Global oil prices have dropped by about half since last summer as crude production far outpaced demand in emerging economies. On Thursday, Brent crude was trading at US$65.84 a barrel, far below the break-even oil prices of major new Canadian oil sands projects. Suncor’s Fort Hills development, Canadian Natural Resources Ltd.’s Horizon expansion and Imperial Oil Ltd.’s Kearl Phase 2 all need oil prices of US$90 per barrel or higher to outweigh the expensive production costs, Citigroup Global Markets Inc. found in a January study.

The Canadian oil sands patch is among the most expensive areas to develop -- much of the crude must be mined or melted out of the ground -- making the country's energy companies among the hardest hit in recent months.

To offset losses from low oil prices, Canada’s oil sands producers are ramping up production volumes and pressing ahead with multibillion-dollar investment plans.

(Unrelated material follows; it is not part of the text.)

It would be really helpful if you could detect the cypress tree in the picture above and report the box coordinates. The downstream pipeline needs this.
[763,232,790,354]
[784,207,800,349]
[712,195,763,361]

Steve Williams, Suncor’s president and CEO, said the C$13.5 billion Fort Hills mining project is on schedule and on budget. “We are starting to see an increase in labor supply and productivity in the Fort McMurray region” of Alberta, he said.

Suncor’s total production averaged 602,400 barrels of oil equivalent a day in the first quarter, up about 10.5 percent from 545,300 barrels a day in the prior year quarter. Oil sands production in particular was up 13 percent to 440,400 barrels per day.

The company said its increased production and lower natural gas prices trimmed its operating costs per barrel by 20 percent to C$28.40 in the first quarter. The Canadian oil giant is on track to curb operating expenses by as much as C$800 million this year.